Informationstechnologie wird an verschiedenen Stellen eine Schlüsselrolle einnehmen. Zum einen ermöglicht es uns die IT, Distanzen erst gar nicht physikalisch überbrücken zu müssen, denn durch Heimarbeitsplätze, neue Konzepte der Bildung und innovative Einkaufserlebnisse wird man auf viele zeitraubende Fahrten verzichten können. Wenn man reisen muss, bildet Software auch die Grundlage für Zukunftstechnologien wie das autonome Fahren, das uns nicht nur das Reisen komfortabler gestalten wird, sondern auch kranken und älteren Bürgern ihre Mobilität erhalten wird. Die größte Herausforderung wird allerdings dort entstehen, wo Systeme über traditionelle Branchengrenzen hinweg zusammenarbeiten werden müssen. Denn gerade auf dem Land werden sich wirtschaftlich tragfähige Lösungen nur durch die effiziente, gemeinsame Nutzung von Ressourcen über die Grenzen etablierter Silos hinweg erreichen lassen.

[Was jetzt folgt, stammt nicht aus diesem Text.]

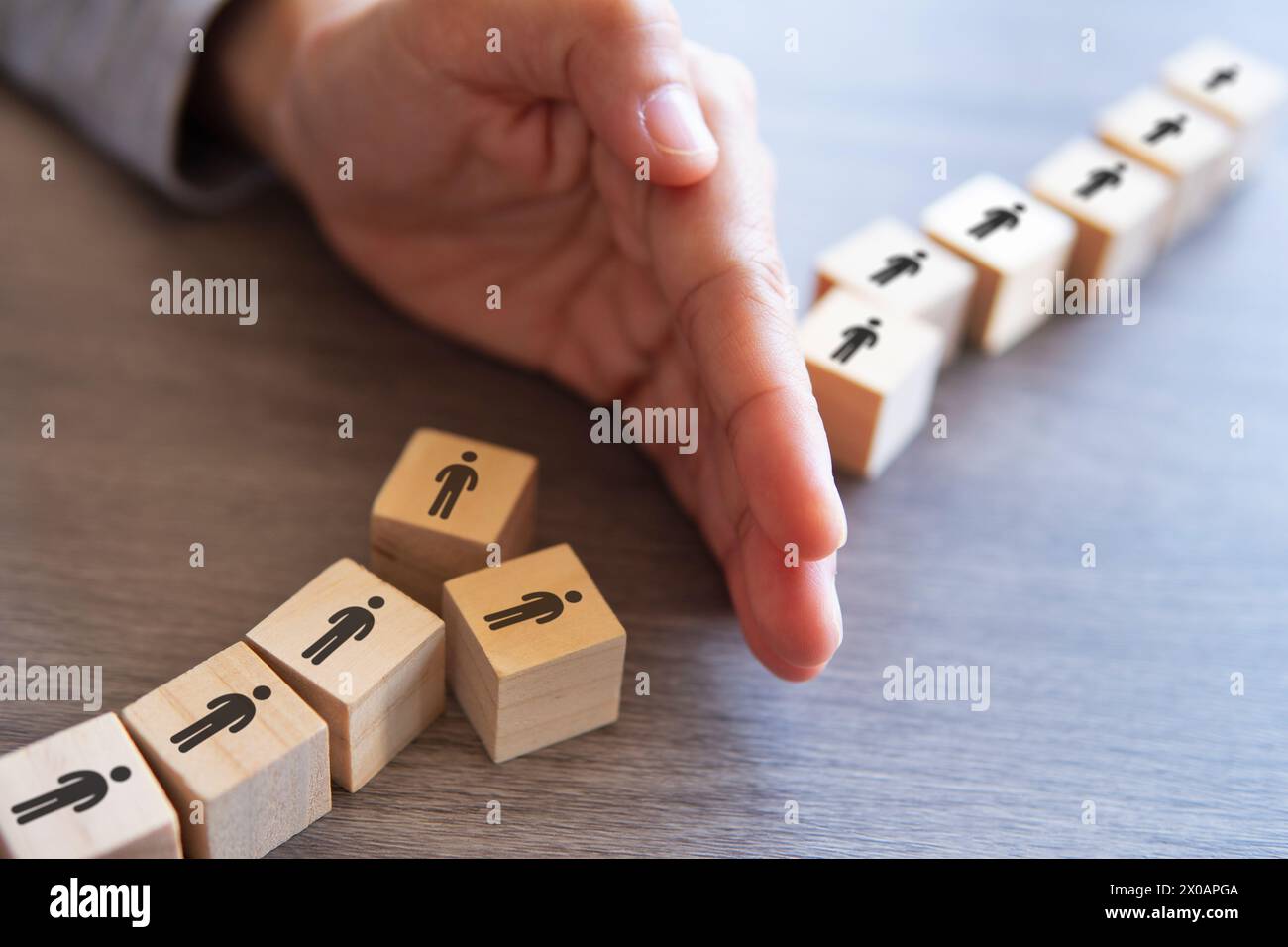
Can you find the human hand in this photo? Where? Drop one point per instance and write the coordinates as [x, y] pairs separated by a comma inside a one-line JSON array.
[[518, 169]]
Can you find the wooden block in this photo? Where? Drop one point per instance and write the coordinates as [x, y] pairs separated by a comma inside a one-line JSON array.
[[1013, 243], [533, 652], [233, 737], [1244, 91], [366, 657], [900, 269], [1119, 204], [1177, 140], [874, 375], [84, 792], [446, 500]]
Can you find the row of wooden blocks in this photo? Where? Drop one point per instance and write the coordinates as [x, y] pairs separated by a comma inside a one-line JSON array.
[[894, 307], [237, 754]]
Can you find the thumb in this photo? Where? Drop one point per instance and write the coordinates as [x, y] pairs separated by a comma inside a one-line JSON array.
[[621, 62]]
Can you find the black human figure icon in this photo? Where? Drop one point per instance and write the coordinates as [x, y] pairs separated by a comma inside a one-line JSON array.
[[1164, 128], [542, 605], [232, 711], [995, 218], [455, 478], [81, 789], [897, 264], [353, 622], [1228, 75], [855, 338], [1103, 176]]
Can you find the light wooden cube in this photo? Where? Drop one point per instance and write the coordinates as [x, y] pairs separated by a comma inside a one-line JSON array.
[[874, 376], [900, 269], [84, 792], [1013, 243], [1119, 204], [1177, 140], [535, 655], [1244, 91], [366, 657], [445, 501], [231, 736]]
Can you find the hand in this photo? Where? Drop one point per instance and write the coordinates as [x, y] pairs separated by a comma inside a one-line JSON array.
[[518, 169]]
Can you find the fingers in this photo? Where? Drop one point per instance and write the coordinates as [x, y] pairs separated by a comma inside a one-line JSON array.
[[622, 62], [712, 247]]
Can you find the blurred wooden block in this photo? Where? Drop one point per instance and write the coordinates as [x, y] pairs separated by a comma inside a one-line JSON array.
[[84, 792], [445, 501], [1119, 204], [874, 377], [241, 755], [1177, 140], [366, 657], [1244, 91], [900, 269], [1013, 241], [535, 654]]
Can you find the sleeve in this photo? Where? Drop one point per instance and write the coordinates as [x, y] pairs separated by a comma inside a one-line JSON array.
[[120, 69]]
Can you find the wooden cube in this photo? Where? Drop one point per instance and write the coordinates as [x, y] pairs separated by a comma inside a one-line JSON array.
[[874, 375], [535, 655], [447, 499], [366, 657], [1013, 243], [84, 792], [1119, 204], [900, 269], [1244, 91], [1177, 140], [241, 755]]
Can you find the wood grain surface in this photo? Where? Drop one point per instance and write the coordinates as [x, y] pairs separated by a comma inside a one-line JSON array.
[[1108, 684]]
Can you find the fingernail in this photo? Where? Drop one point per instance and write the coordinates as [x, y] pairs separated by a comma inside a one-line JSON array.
[[674, 121]]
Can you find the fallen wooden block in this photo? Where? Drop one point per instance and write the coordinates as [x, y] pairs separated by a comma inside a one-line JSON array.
[[1119, 204], [898, 269], [1013, 241], [874, 375], [1177, 140], [241, 755], [84, 792], [366, 657], [449, 505], [535, 654]]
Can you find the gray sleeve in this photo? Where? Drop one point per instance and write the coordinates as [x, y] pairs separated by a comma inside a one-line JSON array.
[[120, 69]]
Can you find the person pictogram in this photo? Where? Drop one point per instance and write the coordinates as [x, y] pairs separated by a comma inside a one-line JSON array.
[[455, 479], [353, 622], [995, 218], [897, 265], [541, 605], [80, 789], [231, 711]]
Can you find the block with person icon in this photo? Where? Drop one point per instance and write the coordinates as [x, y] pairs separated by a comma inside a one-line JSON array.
[[451, 505], [874, 375], [1012, 241], [1237, 88], [900, 269], [1119, 204], [366, 657], [1177, 140], [535, 652], [243, 757], [84, 792]]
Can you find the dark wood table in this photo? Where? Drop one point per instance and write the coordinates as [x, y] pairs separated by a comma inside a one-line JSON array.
[[1109, 684]]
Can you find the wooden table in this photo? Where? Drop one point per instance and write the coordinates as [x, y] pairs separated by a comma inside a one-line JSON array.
[[1109, 684]]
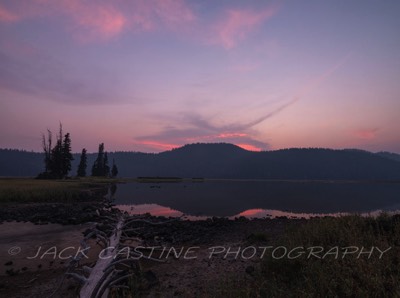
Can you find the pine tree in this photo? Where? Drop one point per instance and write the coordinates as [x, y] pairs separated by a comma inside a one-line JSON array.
[[106, 168], [66, 155], [82, 164], [98, 168], [57, 159], [114, 170]]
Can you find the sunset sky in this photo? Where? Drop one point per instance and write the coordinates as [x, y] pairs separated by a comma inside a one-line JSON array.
[[151, 75]]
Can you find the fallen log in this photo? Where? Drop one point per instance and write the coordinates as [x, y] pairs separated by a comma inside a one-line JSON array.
[[97, 277]]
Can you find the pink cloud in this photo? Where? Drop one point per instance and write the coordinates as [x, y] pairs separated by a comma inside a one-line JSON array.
[[102, 20], [237, 24], [366, 134], [7, 16], [249, 147], [98, 21], [158, 145]]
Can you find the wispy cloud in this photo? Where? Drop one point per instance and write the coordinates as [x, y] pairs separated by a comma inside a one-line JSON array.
[[103, 20], [6, 15], [236, 24], [366, 134], [194, 128]]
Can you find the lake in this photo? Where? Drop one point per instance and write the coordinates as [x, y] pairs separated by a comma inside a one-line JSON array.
[[256, 198]]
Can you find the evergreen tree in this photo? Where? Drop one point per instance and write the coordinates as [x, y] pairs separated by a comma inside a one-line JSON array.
[[114, 170], [57, 159], [66, 155], [100, 167], [82, 164]]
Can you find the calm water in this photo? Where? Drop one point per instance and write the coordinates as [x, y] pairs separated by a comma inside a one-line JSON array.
[[256, 198]]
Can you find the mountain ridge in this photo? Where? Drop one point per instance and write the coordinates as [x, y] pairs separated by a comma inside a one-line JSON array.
[[223, 160]]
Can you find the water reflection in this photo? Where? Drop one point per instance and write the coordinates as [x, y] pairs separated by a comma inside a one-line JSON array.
[[258, 198]]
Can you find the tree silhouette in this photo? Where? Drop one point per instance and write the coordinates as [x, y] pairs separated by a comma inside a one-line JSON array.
[[57, 159], [100, 167], [82, 164], [114, 170]]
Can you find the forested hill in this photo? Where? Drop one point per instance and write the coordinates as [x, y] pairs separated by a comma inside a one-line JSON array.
[[227, 161]]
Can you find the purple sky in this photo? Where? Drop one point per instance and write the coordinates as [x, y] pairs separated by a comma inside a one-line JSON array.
[[150, 75]]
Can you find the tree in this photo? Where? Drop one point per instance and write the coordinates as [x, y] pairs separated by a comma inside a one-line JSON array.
[[66, 155], [57, 159], [82, 164], [47, 151], [114, 170], [100, 167]]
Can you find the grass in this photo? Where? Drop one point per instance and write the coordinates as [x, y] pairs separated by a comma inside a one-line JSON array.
[[348, 276], [26, 190]]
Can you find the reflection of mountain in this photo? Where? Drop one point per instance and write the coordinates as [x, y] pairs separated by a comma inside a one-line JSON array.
[[229, 161], [228, 198]]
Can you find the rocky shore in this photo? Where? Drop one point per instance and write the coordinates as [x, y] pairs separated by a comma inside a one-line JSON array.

Wenn Pakete beispielsweise nicht mehr nur über den Paketdienst transportiert werden, sondern eine Mitfahrgelegenheit im Personennahverkehr und sogar in privaten Fahrzeugen erhalten – ähnlich wie digitale Mitfahrdienste das Fahren per Anhalter als sichere und komfortable Transportmöglichkeit in die Zukunft geführt haben. Dazu müssen unterschiedlichste Systeme zusammenarbeiten, vom intelligenten Adressaufkleber und Lesegeräten im Fahrzeug über Smartphone-Apps bis hin zur übergreifenden Koordination und Optimierung im Zusammenspiel von dem Logistiksystemen und Personentransport unterschiedlichster Anbieter. Dadurch werden die Ressourcen Fahrzeug und Fahrer effizient genutzt, sodass sich trotz der geringen Kundendichte in ländlichen Räumen wirtschaftlich interessante Geschäftsmodelle entwickeln lassen: Eine per App koordinierte Sharing-Mobility-Plattform verbindet Bürgerbus, Privatauto und öffentliche Verkehrsmittel, errechnet die beste Verbindung und liefert diese zum gewünschten Zeitpunkt. So entsteht ein Echtzeit-Fahrplan und ein Transportplanungssystem in einem und erlaubt es dem Kunden, seinen Weg zur Arbeit zu planen.
In den Städten besteht meist ein nahtloses öffentliches Verkehrsnetz und Smart-City-Lösungen helfen dem Bürger, dieses Transportökosystem optimal zu nutzen. Software hilft dem Menschen, sich optimal und individuell an eine Infrastruktur anzupassen, die für den Transport von Massen ausgelegt ist. Auf dem Land gibt es eine solche Infrastruktur zumeist gar nicht. Transportmöglichkeiten müssen erst geschaffen werden – durch Bürgerbusse oder zukünftig durch das autonome Fahren. IT-Lösungen in Smart Rural Areas passen also das Transportökosystem optimal und individuell an den Menschen an, um für ihn und seine Waren eine maßgeschneiderte und dennoch wirtschaftlich tragfähige Transportmöglichkeit zu schaffen.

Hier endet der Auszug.